1 High level ideas
- Prefix table: for each 20-bit prefix, store the corresponding range of the array.
- Interpolation: Make one or more interpolation steps. Could store max resulting error.
- Drawback: can cause an unpredictable number of resulting iterations.
- Batching: process multiple (8-32) queries at the same time, hiding memory latency
- Query bucketing: given >>1M of queries, partition them into 1M buckets and answer bucket by bucket.
- Eytzinger layout
- B-tree layout
- prefetching (either next Eytzinger iteration, or in the batch)
1.1 Resources
- Algorithmica: https://en.algorithmica.org/hpc/data-structures/
- Khuong and Morin (2017)
- https://www.cai.sk/ojs/index.php/cai/article/view/2019_3_555
1.2 Code
- github:RagnarGrootKoerkamp/suffix-array-searching
- Some initial binary search and Btree variants.

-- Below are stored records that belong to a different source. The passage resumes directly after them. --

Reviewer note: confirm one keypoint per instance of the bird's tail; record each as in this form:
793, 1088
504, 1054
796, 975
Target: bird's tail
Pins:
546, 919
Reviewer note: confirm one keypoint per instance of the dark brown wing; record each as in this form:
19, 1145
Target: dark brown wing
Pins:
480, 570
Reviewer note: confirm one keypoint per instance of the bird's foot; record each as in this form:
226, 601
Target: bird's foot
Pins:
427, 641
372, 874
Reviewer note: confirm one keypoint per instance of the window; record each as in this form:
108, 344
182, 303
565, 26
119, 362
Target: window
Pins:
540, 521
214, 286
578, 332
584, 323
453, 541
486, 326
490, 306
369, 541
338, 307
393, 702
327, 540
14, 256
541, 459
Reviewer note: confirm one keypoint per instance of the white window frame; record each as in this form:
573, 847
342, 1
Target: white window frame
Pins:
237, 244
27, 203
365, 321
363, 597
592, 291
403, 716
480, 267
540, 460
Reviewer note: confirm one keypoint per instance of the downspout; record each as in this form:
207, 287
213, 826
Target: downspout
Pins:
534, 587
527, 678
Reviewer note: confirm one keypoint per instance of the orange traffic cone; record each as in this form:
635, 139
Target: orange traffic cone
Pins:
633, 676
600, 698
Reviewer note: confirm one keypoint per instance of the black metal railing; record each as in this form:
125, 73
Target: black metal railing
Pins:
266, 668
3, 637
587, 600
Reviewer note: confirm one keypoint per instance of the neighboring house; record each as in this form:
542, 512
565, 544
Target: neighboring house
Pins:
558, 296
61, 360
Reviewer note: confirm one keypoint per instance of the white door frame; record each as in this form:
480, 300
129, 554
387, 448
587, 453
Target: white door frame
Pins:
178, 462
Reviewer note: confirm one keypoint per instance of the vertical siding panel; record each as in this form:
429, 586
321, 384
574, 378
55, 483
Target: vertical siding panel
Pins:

- github:RagnarGrootKoerkamp/cpu-benchmarks
- low-level CPU benchmarks to get upper bounds on potential performance
2 To measure
- Max random access cacheline throughput (1 and many threads)
- Also variants for fetching 2/3/4 consecutive cachelines.
TODO 3 Memory efficiency
Suppose our task is to find an integer \(q\) in a sorted list \(A\) of length \(n\). One option is to use binary search, but using a B-tree or the Eytzinger layout turns out faster when \(n\) is large. See the excellent paper Khuong and Morin (2017) for background and detailed comparisons.
Here, I’d like to compare the memory efficiency of the B-tree and Eytzinger layout. That is: which method puts the least pressure on the memory system, and can thus get higher potential throughput
Let’s say we are searching an array consisting of \(n=2^k\) \(b\) byte elements.
3.1 B-tree
A cache-line has 64 bytes. Set \(B = 64/b\). Each node stores \(B-1\) values and a gap, and corresponds to \(\ell=\lg_2(B)\) levels of the tree. \(\ell\) values of each cache-line are used.